Which gets us to the fair share question.

First, some arithmetic. Imagine that the hotel charges Priceline $40 a night for Ms. Jaffe’s room. To keep this simple, let’s say sales tax in Massachusetts is 10 percent. Priceline could, theoretically, collect tax from people like Ms. Jaffe at the $70 a night rate, which for a three-night stay would come to $21 dollars (three times $7). But it could render unto Caesar $12 (three times $4). The difference, $9, could be Priceline’s to keep.

Are the travel companies actually padding profits this way? Depends on whom you ask.

Priceline and other companies readily acknowledge that taxes are remitted on wholesale rates that they are charged by hotels. (In the case above, that would be $4 a day.) That is fair, they say, because online travel companies don’t actually own any rooms; they are merely connecting customers and hotels. Typically, retail tax rates apply to the operator of a hotel. Priceline does not operate any hotels. Ergo, taxes are remitted at the lower rate.

But dozens of counties and cities have sued online travel companies in recent years, contending that the markup they charge — the difference between the wholesale rate that companies like Priceline pay hotels and the retail rate they charges their customers — ought to be subject to tax.

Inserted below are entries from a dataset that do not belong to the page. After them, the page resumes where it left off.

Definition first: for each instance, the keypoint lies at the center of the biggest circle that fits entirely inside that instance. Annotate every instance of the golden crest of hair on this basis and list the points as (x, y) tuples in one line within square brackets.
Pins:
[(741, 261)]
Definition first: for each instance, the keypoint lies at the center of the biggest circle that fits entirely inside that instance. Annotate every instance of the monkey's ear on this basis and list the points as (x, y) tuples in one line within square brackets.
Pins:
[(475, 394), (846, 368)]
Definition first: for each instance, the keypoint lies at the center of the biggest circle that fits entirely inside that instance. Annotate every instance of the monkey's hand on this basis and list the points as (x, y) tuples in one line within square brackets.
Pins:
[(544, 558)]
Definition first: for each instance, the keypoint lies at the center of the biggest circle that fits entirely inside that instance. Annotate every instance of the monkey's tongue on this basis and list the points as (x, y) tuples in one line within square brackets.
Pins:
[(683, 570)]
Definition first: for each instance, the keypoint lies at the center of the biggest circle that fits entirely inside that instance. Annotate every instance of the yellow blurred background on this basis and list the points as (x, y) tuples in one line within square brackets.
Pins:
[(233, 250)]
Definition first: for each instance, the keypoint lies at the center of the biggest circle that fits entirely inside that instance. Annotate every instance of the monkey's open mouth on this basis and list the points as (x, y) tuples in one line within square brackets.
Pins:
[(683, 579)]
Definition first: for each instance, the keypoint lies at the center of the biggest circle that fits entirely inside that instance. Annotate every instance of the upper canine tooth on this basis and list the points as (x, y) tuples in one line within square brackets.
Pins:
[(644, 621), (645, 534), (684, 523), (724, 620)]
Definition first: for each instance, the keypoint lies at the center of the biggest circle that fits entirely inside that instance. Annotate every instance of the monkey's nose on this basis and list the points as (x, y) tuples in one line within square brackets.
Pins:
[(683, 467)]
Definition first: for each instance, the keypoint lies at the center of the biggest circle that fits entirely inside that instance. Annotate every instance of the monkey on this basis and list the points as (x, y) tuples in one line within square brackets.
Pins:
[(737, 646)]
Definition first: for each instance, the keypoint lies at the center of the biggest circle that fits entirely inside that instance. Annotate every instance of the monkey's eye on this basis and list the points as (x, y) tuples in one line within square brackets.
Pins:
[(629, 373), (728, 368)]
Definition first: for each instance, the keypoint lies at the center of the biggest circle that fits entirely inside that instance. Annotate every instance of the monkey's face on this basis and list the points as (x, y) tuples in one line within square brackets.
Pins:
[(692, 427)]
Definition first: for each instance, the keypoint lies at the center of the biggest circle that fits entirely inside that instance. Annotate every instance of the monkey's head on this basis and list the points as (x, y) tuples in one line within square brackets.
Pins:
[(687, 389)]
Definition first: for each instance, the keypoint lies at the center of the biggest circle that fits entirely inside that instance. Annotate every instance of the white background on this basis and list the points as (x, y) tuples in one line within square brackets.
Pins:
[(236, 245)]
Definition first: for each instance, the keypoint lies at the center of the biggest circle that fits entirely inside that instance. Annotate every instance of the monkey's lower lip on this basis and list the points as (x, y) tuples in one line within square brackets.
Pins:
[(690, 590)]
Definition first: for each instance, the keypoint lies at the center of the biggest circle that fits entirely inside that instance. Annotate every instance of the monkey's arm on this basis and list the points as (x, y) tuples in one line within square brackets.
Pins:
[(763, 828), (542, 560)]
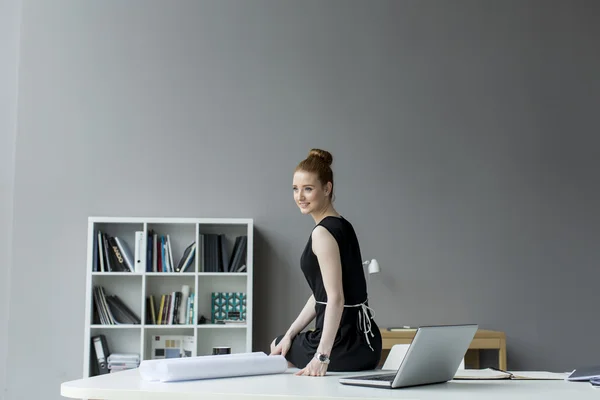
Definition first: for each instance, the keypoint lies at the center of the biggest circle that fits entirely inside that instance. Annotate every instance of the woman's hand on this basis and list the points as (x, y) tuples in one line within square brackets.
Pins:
[(314, 368), (283, 346)]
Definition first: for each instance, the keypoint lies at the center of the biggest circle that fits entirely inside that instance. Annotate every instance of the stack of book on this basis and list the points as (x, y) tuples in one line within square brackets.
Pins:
[(110, 310), (159, 255), (122, 361), (111, 254), (215, 254), (173, 308)]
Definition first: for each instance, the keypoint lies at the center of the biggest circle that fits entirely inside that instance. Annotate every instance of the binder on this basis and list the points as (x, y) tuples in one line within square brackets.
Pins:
[(100, 354)]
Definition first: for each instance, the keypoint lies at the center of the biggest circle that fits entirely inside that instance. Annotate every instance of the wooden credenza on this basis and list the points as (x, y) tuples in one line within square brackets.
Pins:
[(483, 340)]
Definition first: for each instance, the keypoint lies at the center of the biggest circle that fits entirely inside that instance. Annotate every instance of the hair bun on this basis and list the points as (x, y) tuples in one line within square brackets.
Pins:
[(324, 155)]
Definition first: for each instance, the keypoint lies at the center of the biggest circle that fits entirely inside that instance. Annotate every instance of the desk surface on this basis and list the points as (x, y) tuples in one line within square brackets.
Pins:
[(410, 333), (128, 385)]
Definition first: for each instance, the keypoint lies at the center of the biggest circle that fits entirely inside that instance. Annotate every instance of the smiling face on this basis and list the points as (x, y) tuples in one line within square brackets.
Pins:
[(309, 193)]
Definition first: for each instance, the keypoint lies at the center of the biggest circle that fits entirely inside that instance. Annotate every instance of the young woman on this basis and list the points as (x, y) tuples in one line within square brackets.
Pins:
[(345, 337)]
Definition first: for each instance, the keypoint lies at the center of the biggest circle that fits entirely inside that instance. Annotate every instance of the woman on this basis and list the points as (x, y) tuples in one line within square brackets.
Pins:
[(345, 337)]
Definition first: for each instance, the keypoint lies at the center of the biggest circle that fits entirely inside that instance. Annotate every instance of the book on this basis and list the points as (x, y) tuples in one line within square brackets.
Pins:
[(493, 373), (585, 373)]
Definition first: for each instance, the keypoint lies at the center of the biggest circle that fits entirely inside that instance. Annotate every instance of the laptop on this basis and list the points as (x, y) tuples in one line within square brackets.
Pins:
[(433, 357)]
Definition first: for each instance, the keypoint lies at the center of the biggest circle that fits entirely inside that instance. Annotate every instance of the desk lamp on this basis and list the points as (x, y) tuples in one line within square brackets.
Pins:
[(373, 268)]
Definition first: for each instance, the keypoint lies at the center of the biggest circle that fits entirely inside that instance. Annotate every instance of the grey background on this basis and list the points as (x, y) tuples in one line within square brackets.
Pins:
[(9, 45), (463, 135)]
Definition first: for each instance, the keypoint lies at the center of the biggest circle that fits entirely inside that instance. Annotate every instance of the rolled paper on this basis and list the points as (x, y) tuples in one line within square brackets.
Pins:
[(208, 367)]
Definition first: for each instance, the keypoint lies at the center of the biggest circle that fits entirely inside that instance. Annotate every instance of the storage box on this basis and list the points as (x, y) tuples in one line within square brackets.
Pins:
[(228, 307)]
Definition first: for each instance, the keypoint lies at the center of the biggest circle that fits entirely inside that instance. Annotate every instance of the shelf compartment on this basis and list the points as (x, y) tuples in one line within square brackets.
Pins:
[(209, 338)]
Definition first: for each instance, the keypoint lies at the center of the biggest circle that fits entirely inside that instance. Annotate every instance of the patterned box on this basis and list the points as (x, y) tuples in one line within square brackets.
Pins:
[(228, 306)]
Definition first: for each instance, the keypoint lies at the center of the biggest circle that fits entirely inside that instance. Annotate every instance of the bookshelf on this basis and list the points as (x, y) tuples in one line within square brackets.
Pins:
[(144, 269)]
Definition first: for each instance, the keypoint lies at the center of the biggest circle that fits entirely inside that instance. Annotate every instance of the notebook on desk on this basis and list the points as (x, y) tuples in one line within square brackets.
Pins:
[(493, 373), (433, 356)]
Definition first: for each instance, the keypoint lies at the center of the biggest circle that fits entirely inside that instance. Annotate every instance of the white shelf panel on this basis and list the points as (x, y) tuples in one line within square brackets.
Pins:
[(222, 326), (117, 274), (128, 326), (168, 326)]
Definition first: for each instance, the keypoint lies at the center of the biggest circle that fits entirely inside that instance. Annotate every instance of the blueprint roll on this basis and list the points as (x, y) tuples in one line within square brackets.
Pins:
[(208, 367)]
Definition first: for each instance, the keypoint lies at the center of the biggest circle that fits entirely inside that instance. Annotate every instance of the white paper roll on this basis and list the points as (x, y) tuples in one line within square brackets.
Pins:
[(207, 367)]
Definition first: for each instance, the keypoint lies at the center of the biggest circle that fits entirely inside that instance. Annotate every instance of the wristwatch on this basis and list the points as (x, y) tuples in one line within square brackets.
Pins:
[(324, 358)]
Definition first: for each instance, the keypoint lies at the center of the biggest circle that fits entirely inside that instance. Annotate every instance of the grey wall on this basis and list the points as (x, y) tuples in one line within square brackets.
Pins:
[(462, 136), (10, 13)]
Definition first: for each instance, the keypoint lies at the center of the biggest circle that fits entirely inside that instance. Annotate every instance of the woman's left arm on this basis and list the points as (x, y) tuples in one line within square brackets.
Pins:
[(327, 251)]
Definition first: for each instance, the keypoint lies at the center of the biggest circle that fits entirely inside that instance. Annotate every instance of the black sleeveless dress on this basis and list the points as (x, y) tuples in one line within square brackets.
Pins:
[(357, 344)]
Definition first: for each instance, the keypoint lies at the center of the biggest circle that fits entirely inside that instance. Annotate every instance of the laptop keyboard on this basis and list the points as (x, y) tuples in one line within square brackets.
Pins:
[(385, 377)]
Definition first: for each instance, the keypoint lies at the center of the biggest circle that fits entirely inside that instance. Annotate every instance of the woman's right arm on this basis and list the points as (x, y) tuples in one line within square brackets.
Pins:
[(305, 317)]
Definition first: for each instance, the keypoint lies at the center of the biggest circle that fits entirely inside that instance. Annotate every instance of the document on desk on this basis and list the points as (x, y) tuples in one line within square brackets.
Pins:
[(491, 373), (208, 367)]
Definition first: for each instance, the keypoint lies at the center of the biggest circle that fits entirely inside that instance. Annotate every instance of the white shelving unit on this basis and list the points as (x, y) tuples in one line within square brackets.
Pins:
[(134, 287)]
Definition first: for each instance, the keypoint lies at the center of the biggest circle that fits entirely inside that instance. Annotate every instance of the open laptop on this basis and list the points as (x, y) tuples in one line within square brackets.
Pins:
[(433, 357)]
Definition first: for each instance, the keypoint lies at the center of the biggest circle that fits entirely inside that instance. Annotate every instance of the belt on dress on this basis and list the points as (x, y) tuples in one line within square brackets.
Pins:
[(365, 315)]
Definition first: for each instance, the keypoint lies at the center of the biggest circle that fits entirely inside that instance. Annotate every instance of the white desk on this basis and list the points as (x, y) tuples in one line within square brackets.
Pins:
[(128, 385)]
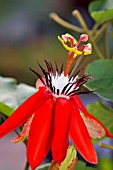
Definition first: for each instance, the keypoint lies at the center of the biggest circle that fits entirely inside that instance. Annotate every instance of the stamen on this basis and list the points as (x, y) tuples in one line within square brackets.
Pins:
[(38, 75)]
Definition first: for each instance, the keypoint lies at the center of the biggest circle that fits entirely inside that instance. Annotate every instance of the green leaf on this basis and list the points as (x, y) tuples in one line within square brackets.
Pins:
[(80, 165), (102, 85), (103, 113), (12, 94), (101, 10), (44, 167), (6, 110), (71, 155)]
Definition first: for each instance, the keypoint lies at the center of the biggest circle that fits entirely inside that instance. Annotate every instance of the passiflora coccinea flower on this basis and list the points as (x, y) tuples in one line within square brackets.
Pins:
[(52, 115)]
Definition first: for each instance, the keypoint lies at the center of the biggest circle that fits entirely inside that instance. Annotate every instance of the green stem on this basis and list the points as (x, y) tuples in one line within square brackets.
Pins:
[(26, 166), (103, 145), (78, 62), (77, 14), (62, 22)]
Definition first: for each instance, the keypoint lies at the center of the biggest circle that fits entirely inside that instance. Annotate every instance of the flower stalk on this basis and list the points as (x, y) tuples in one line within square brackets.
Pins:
[(94, 34)]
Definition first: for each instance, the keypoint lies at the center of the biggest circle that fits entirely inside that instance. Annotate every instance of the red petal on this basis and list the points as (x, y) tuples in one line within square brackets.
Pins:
[(41, 134), (23, 112), (80, 137), (62, 120), (83, 109)]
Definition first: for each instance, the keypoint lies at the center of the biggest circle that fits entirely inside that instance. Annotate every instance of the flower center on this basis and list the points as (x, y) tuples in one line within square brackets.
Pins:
[(60, 82)]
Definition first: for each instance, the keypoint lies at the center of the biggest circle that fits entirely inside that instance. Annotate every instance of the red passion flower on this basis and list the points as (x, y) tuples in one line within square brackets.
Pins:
[(53, 115)]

So the question here boils down to this: What exactly is Priceline’s markup? Is it a service the company provides (in which case, it can be labeled a fee and is not subject to tax), or does it reflect the price for a room charged by the hotel (in which case it can be taxed).

Darrel J. Hieber, a lawyer who represents Priceline, notes that online travel companies have won favorable rulings in 14 of the 18 cases that have been adjudicated. Which is another way of saying that more than a dozen courts have decided that the travel companies are complying with the law.

True, says Michael Mazerov, a senior fellow at the Center on Budget and Policy Priorities, which researches policy issues with an eye to the needs of low-income families. But many of those laws, he says, were written before online travel companies — which are a new type of business, created by the Internet — were born. Unlike travel agents, Priceline books the room and collects money. The markup in most brokered transactions, Mr. Mazerov notes, are subject to tax.

“If you buy a piece of art at auction for $100, and $20 of that price is the commission for the auction house, tax is paid on the full $100 purchase price,” he says. “That $20 commission is part of the price and it’s subject to tax.”

ARE we talking about huge, budget-altering piles of money here? Nope. But the sums are large enough to have prompted both North Carolina and New York to change their laws so that online travel companies remit more tax in the future.

O.K., enough about taxes. In our next episode, it’s back to straight up consumer griping.